Recently read The Path Between the Seas by McCullough, about the Panama Canal. Some things that were interesting:
I had forgotten (or never knew?) that the French tried to build it first! In the 1880s the same guy who directed the Suez Canal, de Lesseps, gave it a shot. He was blinded by his Suez attempt, and severely underestimated the difficulty. He tried for a “sea-level” canal, with no locks, as he had done at Suez. The sea-level idea was not feasible at all in Panama, due to many factors, including the sheer volume of dirt this would involve, plus the fact that a goddamn river was in the way, with no good way around it.
Even some Americans favored a sea-level canal, but they eventually settled on the locks.
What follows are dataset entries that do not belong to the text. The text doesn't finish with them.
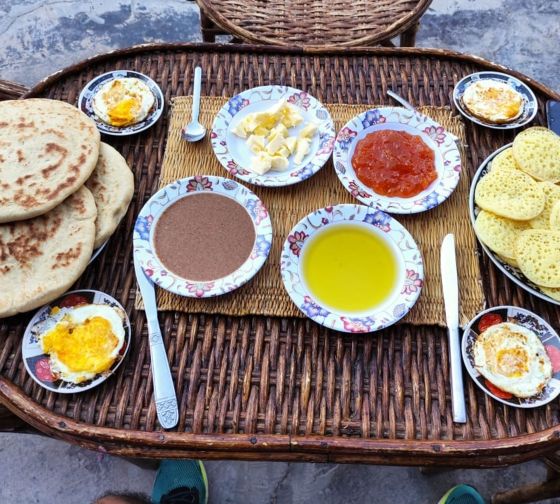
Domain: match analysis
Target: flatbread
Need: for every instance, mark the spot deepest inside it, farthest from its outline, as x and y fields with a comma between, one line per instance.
x=112, y=186
x=41, y=258
x=537, y=152
x=537, y=252
x=48, y=149
x=552, y=193
x=511, y=194
x=499, y=234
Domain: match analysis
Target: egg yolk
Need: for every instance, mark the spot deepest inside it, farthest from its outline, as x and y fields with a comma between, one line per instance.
x=83, y=347
x=512, y=362
x=124, y=112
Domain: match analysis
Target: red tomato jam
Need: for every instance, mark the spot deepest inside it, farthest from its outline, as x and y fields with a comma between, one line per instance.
x=394, y=163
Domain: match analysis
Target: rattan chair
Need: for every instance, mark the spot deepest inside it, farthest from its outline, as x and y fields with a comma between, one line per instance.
x=8, y=422
x=314, y=23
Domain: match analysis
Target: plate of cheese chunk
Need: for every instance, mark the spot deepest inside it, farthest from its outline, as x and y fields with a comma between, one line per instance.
x=273, y=136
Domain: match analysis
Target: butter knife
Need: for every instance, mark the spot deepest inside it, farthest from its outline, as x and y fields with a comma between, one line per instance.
x=451, y=300
x=164, y=390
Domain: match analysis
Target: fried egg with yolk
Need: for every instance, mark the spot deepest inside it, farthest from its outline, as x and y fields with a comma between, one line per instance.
x=513, y=358
x=493, y=101
x=84, y=342
x=123, y=101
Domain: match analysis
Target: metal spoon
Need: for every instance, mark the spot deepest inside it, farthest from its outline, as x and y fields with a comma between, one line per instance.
x=409, y=106
x=194, y=131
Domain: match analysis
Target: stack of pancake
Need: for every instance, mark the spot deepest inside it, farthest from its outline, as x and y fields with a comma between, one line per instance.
x=520, y=202
x=62, y=194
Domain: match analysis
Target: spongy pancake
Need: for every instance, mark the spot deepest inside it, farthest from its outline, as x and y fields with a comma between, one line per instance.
x=537, y=152
x=537, y=252
x=499, y=234
x=555, y=217
x=493, y=101
x=504, y=161
x=511, y=194
x=552, y=193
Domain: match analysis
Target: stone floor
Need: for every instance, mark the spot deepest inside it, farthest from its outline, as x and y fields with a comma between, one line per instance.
x=38, y=37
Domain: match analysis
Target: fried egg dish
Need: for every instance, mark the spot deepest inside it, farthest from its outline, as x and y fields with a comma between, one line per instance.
x=513, y=359
x=123, y=101
x=84, y=342
x=493, y=101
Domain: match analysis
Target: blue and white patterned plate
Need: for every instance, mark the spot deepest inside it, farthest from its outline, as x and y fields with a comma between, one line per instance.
x=525, y=318
x=37, y=363
x=434, y=135
x=514, y=274
x=530, y=104
x=235, y=156
x=183, y=188
x=409, y=258
x=92, y=87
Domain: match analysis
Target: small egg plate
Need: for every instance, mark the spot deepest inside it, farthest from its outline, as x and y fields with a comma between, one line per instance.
x=92, y=87
x=525, y=318
x=434, y=135
x=410, y=276
x=235, y=156
x=530, y=104
x=37, y=362
x=513, y=273
x=146, y=222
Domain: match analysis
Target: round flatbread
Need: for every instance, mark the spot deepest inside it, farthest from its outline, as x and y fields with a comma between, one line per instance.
x=537, y=152
x=555, y=216
x=42, y=257
x=537, y=252
x=511, y=194
x=552, y=193
x=504, y=161
x=48, y=149
x=499, y=234
x=112, y=186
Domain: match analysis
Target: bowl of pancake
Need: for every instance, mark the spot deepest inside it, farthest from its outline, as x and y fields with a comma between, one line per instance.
x=515, y=209
x=495, y=100
x=513, y=355
x=62, y=195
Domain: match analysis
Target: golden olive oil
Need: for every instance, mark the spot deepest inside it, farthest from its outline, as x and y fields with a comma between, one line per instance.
x=349, y=268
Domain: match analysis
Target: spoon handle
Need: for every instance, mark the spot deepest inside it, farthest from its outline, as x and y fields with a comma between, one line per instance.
x=196, y=93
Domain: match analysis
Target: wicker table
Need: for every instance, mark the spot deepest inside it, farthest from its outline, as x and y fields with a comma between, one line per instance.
x=315, y=23
x=277, y=389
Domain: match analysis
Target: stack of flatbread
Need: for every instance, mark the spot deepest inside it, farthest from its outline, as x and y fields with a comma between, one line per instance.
x=62, y=194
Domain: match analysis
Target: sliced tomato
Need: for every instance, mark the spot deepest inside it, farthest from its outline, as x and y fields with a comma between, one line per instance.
x=73, y=300
x=502, y=394
x=554, y=355
x=488, y=320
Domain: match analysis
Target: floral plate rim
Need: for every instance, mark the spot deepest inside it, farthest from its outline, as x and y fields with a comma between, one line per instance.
x=91, y=88
x=396, y=307
x=513, y=273
x=540, y=327
x=530, y=106
x=220, y=135
x=433, y=133
x=171, y=193
x=32, y=352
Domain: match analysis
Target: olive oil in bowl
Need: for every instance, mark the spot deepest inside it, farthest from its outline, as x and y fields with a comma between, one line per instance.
x=349, y=268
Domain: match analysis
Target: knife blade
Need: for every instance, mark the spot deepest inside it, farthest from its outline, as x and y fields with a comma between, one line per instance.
x=553, y=116
x=450, y=285
x=164, y=390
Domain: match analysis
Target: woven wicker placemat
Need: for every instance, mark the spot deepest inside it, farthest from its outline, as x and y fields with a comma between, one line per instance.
x=265, y=294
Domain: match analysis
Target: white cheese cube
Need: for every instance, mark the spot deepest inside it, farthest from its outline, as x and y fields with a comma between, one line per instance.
x=302, y=148
x=261, y=163
x=256, y=143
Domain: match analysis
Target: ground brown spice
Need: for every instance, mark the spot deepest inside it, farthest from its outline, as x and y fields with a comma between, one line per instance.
x=204, y=236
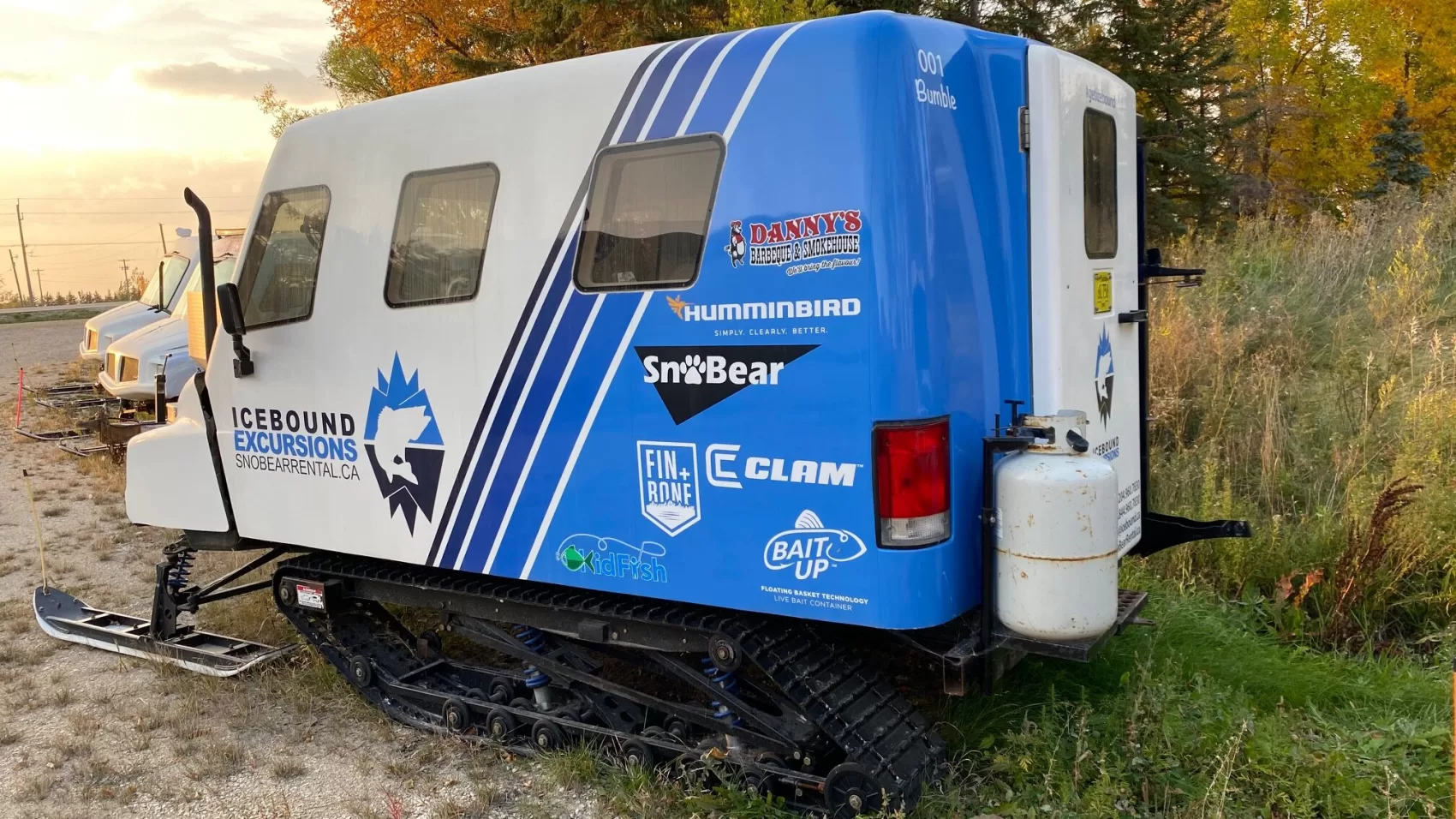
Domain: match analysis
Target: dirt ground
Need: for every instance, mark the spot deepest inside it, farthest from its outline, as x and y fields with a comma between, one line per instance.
x=92, y=733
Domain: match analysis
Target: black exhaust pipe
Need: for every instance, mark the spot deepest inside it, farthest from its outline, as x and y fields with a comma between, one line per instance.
x=204, y=242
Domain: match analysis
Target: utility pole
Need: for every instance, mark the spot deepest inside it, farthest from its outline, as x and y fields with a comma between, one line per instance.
x=18, y=295
x=25, y=260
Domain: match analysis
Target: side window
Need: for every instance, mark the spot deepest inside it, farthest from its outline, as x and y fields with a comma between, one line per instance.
x=647, y=213
x=1100, y=184
x=440, y=232
x=283, y=258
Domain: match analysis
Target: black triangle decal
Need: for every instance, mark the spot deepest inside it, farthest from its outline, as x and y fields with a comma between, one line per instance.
x=690, y=380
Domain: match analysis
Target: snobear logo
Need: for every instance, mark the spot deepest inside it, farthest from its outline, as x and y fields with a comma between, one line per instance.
x=403, y=445
x=690, y=380
x=1102, y=376
x=811, y=548
x=737, y=245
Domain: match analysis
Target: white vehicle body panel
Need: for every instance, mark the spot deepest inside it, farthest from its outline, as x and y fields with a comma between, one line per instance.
x=1066, y=330
x=118, y=322
x=178, y=451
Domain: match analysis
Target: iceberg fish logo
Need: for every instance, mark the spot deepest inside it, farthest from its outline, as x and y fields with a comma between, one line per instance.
x=403, y=445
x=1102, y=376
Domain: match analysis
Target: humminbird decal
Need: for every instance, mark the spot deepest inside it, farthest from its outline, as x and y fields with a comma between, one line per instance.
x=690, y=380
x=1102, y=376
x=403, y=443
x=753, y=311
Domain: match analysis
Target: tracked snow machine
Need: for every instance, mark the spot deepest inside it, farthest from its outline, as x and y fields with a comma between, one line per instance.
x=688, y=386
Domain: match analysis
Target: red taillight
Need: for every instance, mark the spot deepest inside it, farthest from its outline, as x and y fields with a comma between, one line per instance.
x=913, y=482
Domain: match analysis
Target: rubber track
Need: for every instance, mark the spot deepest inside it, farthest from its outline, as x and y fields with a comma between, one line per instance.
x=862, y=714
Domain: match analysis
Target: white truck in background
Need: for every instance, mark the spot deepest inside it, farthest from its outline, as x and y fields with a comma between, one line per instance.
x=134, y=361
x=159, y=299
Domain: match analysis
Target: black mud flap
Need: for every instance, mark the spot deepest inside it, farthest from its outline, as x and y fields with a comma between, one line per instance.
x=1167, y=531
x=203, y=652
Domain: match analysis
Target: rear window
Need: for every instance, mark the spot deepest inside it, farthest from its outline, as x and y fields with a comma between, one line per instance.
x=647, y=213
x=1100, y=184
x=283, y=258
x=439, y=247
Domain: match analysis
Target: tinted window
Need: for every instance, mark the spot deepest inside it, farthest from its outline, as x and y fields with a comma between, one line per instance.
x=283, y=258
x=647, y=213
x=439, y=247
x=1100, y=184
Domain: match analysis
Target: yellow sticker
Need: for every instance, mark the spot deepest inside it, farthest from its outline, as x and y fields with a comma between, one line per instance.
x=1102, y=292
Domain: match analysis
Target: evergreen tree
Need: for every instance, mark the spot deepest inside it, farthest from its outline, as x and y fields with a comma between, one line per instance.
x=1397, y=155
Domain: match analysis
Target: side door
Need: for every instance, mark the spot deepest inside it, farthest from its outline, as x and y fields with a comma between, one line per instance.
x=1083, y=260
x=334, y=440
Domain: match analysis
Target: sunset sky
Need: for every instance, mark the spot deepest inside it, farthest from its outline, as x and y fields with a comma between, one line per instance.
x=108, y=108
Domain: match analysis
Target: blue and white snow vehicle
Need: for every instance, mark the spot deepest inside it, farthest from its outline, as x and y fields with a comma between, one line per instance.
x=725, y=362
x=159, y=299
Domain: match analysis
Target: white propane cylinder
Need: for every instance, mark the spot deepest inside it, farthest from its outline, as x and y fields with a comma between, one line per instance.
x=1056, y=536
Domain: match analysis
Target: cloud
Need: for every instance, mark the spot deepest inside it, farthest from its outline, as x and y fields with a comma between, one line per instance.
x=210, y=79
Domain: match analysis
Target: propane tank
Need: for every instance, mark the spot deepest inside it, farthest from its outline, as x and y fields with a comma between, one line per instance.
x=1056, y=535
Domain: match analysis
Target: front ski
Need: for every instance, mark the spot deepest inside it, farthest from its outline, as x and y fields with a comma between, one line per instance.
x=203, y=652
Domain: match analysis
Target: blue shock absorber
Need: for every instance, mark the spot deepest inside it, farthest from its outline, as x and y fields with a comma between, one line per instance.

This involved them damming the river to create an artificial lake. The US basically followed the French route. The French had excavated about 30 million cubic yards of useful volume. The US excavated 230 million more. A sea level cut would have required magnitudes more million cubic yards of excavation, and wouldn’t have resolved the river issue. The total excavation for the design with locks was therefore around 260 million cubic yards, which was 4 times the volume the French had predicted for a sea-level cut. So the French plans were complete nonsense.
Also the French didn’t know how malaria and yellow fever were transmitted, so everyone died. They actually put all bedposts in little cups of water to keep the ants off them, so the mosquitoes got to everyone.
The US knew about mosquitoes when they started in 1904. Well, some Americans didn’t buy the mosquito theory, but the right people prevailed and they eventually got the situation under control.
The US completely fucked over Columbia, and at the slightest hesitation on Columbia’s part, engineered a “revolution” (along with some French people who still stood to make some $) so that Panama became an independent country. No wonder the whole region hated the US.
There were still a lot of worker deaths, with a giant racial disparity, of course.